Romanda klasik eserlere bir saygı duruşu var. Okuru yeni okumalara teşvik edici de bir eser. “Rüya Körü” romanınıza da bir selam çakma var.

Edebiyat yapıtlarında diğer edebiyat yapıtlarına göndermelere pek rastlanmaz oldu. Eski edebiyatta bu var. Yalnız selam çakmakla yetinmeyip diğer kitapların içimizde uyandırdığı heyecanı da dile getirmek durumunda olmak gerekir. Anlattığım rüya kitabı olmasaydı bunu çok daha açık, dolaysız yapardım herhalde.

“Yazdıklarımız, konuştuklarımızdan daha derine işliyor” diyor anlatıcı. Bir başka yerde de “Yazmak anlamaya iyi geliyor” değerlendirmesi var. Yazının önemi ve etkisi üzerine konuşalım isterim biraz da.

Yazı yazarak daha iyi konuşma öğreniyoruz. O yüzden sokak diliyle okumuş yazmışın dili ayrı. Bir kitabı yazıp not alırsam, bir seminere hazırlanırsam, başka bir dili öğrenmek için çabalarsam hep yazıyorum. Bu nedenle yazarak kendimizi daha iyi ifade ettiğimiz sonucuna varıyorum. Saygı duyduğum yazarların bir ikisinin konuşma özürlü olmasından anlıyorum bunu. “Dil otu yemiş” bazıları ise tek satır yazamıyor. Bütün bunlardan yazı yazmanın ve konuşmanın ikisinin de iyi olmasının ne hoş bir bileşke olduğu sonucuna varıyorum.

Roman kahramanı Sevda Kül, “Yazıyı yazan kişi Tanrı’yla özdeştir. Dilediği şeyi yazarak yaratır, silerek yok eder” diyor. Yazarlığın bu tarafını konuşayım istiyorum. 

Optik kuralları gereği bakan kişi, anlatan kişidir. Resim, heykel, oyun, sinema ve yazı böyle. Tüm sanatlar böyle yani. Dolayısıyla yazıyı yazan kişi, o evrenin kurucusu, tanrısıdır. Silerse yok eder.

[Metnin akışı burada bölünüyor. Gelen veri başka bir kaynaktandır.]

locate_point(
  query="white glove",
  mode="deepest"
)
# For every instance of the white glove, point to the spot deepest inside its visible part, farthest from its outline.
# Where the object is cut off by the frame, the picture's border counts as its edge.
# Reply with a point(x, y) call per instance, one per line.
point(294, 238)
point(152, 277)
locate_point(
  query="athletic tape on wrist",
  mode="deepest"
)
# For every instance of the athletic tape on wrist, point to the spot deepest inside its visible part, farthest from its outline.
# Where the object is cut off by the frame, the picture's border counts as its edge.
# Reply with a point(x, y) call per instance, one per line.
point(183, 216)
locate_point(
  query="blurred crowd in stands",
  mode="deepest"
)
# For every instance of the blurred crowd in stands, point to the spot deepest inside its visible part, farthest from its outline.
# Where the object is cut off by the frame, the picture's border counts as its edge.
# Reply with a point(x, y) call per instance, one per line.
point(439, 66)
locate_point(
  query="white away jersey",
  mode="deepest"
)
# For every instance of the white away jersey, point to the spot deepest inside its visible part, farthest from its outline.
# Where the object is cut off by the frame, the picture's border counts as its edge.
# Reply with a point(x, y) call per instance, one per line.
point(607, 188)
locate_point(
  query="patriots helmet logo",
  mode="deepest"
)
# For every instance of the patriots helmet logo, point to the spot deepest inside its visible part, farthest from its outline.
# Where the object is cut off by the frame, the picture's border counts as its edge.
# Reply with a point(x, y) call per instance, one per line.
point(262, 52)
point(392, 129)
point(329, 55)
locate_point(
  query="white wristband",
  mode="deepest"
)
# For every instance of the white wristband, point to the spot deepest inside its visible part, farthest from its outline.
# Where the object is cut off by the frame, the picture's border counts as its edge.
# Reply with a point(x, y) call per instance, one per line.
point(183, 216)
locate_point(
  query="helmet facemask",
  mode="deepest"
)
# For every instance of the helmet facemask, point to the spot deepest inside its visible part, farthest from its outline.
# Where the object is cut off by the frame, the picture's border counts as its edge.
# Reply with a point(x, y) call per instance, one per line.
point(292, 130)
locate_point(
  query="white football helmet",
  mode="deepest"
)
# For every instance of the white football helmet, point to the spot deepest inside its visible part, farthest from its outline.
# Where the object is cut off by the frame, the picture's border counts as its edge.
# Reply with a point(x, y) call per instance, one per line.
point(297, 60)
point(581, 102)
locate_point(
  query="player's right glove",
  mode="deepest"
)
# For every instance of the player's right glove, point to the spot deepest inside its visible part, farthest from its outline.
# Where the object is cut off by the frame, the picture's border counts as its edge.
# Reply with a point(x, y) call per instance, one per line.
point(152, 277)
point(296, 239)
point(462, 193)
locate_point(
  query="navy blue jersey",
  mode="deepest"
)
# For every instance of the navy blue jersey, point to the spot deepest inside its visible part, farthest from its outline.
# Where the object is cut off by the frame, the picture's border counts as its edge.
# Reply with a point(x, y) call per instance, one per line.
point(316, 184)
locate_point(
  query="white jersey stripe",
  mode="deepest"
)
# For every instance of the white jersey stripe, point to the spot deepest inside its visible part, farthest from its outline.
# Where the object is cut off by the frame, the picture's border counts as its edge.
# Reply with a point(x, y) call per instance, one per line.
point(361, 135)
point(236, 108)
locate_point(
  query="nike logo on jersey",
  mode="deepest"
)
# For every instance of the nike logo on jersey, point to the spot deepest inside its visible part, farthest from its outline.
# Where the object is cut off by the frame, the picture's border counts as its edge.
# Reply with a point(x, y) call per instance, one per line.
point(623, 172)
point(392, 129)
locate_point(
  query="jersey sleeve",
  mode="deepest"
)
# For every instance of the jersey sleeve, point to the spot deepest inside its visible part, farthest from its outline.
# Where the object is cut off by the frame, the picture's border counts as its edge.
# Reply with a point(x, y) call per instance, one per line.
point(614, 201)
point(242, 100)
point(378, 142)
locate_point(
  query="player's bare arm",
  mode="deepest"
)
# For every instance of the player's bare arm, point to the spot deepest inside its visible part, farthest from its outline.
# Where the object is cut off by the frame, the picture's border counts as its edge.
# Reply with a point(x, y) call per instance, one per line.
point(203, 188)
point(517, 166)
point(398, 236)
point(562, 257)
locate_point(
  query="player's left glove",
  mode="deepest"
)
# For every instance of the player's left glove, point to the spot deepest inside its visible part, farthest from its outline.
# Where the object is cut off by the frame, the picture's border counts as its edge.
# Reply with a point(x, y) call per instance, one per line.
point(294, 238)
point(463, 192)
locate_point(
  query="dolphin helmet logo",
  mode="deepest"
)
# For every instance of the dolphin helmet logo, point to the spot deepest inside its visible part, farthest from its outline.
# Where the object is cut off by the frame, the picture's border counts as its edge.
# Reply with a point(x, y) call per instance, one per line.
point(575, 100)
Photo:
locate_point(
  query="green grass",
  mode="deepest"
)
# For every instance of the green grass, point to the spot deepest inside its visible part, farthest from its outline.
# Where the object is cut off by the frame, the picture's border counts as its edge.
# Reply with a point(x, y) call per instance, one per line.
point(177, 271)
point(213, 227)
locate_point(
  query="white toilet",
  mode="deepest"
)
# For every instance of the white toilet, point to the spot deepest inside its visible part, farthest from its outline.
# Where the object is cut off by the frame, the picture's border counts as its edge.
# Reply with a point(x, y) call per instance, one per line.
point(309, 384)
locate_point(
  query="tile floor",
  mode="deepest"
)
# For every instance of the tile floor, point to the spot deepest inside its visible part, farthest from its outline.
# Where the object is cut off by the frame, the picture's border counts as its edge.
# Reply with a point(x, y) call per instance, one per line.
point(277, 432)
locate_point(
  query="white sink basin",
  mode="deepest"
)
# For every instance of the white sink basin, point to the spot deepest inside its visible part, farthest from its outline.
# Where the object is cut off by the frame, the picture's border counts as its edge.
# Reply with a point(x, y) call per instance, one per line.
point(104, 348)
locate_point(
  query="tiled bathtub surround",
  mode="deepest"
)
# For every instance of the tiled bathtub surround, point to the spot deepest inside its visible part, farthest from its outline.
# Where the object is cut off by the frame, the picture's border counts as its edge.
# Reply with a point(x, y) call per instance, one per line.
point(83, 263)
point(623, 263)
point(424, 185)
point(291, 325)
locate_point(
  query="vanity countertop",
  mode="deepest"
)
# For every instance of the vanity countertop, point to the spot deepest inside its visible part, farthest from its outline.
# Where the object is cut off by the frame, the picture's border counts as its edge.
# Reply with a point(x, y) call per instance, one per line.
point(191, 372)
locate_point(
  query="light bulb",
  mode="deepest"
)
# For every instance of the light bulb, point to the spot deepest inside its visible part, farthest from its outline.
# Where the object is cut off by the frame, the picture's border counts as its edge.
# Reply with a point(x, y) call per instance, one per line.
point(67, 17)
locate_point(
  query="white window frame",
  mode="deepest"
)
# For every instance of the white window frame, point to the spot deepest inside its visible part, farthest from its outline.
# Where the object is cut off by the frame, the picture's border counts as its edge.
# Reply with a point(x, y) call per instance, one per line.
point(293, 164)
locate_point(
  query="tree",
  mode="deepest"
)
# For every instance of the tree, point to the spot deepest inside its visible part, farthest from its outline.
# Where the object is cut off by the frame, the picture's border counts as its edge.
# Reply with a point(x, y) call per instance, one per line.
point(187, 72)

Yazarlık ve kurmaca tam böyle bir iş. Yazı yazıldığında genellikle başımızdan geçen olayların olduğu gibi anlatılmasının doğru olduğuna dair bir yaklaşım içinde oluruz. Oysa sanatsal gerçeklik yaşam parçalarıyla örülmüş ama yaşamdakine benzemezliğiyle ayrı, kendine özgü bir gerçeklik olmadıkça anlatılan hikaye boşluktadır. Gerçek yaşam bizimdir, orada sanattan parçalar vardır ama o kendine özgüdür. Sanatsal gerçeklik de böyledir, onda gerçek yaşamdan parçalar vardır ama o da kendine özgüdür.